Natas is a CTF through OverTheWire and more can be read about it here. This will be a writeup for levels 0–2. I also have included MITRE ATT&CK mapping for each scenario for my learning (and yours if you care about that sort of thing).

Level 0

When you first login to Natas0, this is the page you are given.

This level is super simple because all that is needed is viewing the source code. This can be done by right-clicking the page and pressing "view page source" or by pressing ctrl+u and this will show you the source in a new tab.

We can see in the source that the password for natas1 is: 0nzCigAq7t2iALyvU9xcHlYN4MlkIwlq.

MITRE Information:

Tactic: Credential Access

Technique: T1552 Unsecured Credentials

Level 1

When first logging into natas1, you are met with a message that right-clicking has been blocked.

This is easy to work around, just press ctrl+u to view the source code.

Once again we can see the password for the next level in plaintext in the source.

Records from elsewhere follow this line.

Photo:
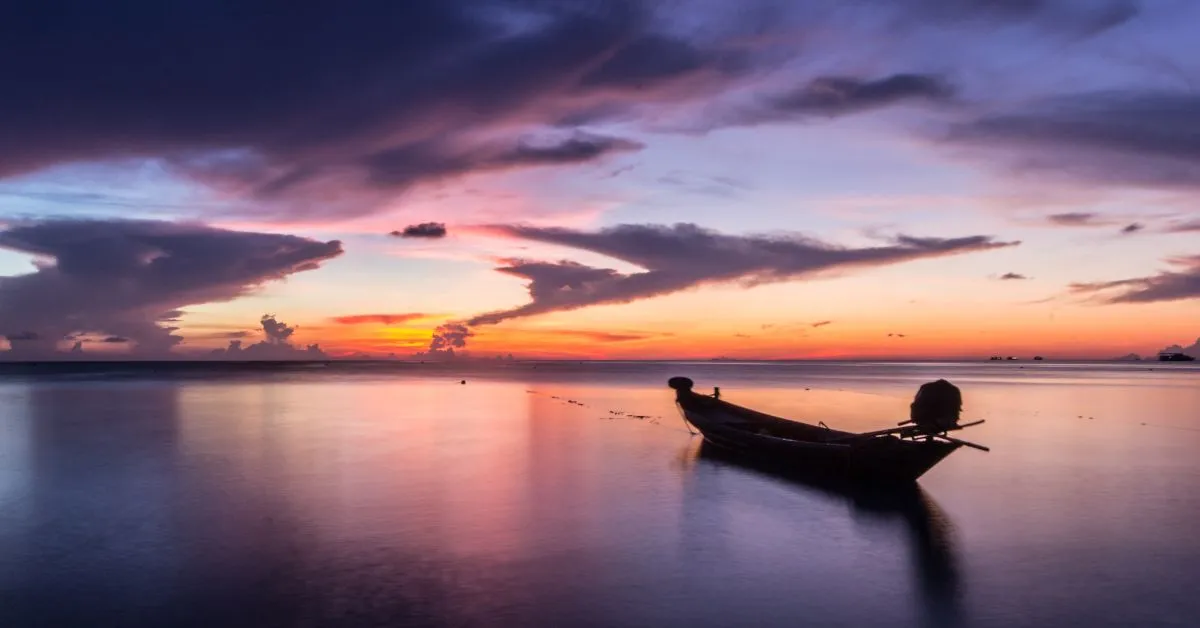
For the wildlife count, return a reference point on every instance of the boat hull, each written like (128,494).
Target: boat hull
(810,449)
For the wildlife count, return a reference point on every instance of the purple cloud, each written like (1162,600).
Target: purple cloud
(687,256)
(130,279)
(1140,138)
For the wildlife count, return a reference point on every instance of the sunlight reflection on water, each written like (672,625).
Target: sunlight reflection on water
(531,497)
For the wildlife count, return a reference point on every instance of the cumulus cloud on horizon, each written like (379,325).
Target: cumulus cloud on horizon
(684,256)
(131,279)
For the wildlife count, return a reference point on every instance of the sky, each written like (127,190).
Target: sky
(585,179)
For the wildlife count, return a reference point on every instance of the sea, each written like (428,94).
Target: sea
(574,495)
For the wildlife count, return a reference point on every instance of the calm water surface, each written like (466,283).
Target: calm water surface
(375,496)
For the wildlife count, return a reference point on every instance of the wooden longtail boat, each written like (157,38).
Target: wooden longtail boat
(898,455)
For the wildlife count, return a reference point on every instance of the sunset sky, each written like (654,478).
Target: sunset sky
(600,179)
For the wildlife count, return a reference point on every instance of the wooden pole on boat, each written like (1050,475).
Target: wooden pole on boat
(969,443)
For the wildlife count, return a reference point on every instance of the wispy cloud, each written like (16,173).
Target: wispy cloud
(1181,283)
(684,256)
(379,318)
(1077,219)
(131,279)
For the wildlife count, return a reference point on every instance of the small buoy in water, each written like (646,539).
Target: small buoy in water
(681,383)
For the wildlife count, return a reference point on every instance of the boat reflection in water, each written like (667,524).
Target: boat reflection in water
(929,530)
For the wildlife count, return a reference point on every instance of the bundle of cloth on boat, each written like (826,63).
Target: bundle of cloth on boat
(936,406)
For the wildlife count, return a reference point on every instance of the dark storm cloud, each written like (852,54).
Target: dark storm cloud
(1072,16)
(832,96)
(276,345)
(1167,286)
(265,99)
(425,229)
(685,256)
(399,167)
(449,336)
(1144,138)
(843,95)
(129,277)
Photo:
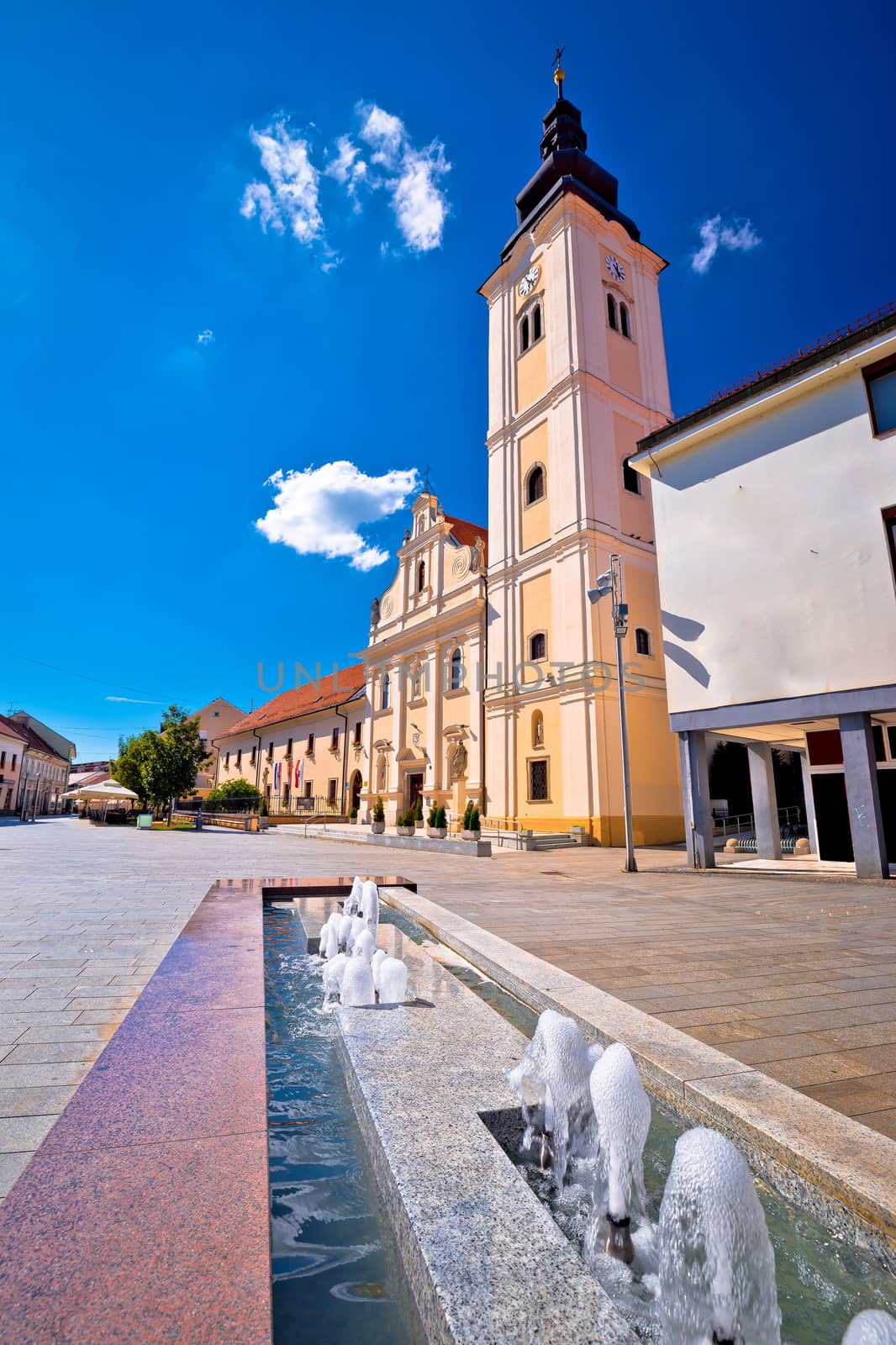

The password for natas2 is: TguMNxKo1DSa1tujBLuZJnDUlCcUAPlI.

MITRE Information:

Tactic: Credential Access

Technique: T1552 Unsecured Credentials

Level 2

When logging in to level 2, message is displayed telling us there is nothing on this page.

The next step is to view the source.

Inside the source we can see that there is a line of html that is pointing to an image within a directory. We can see if we can access this directory by appending "/files/" to the end of the url.

Inside the directory we see a file called users.txt, open this file.

Inside the file we see a list of usernames and passwords. The one we are looking for is natas3 and its password is: 3gqisGdR0pjm6tpkDKdIWO2hSvchLeYH.

MITRE Information:

Tactic: Discovery

Technique: T1083 File and Directory Discovery

I hope you found this helpful! I also encourage you to read through the MITRE matrix, because I have learned so much from it and I know you will too!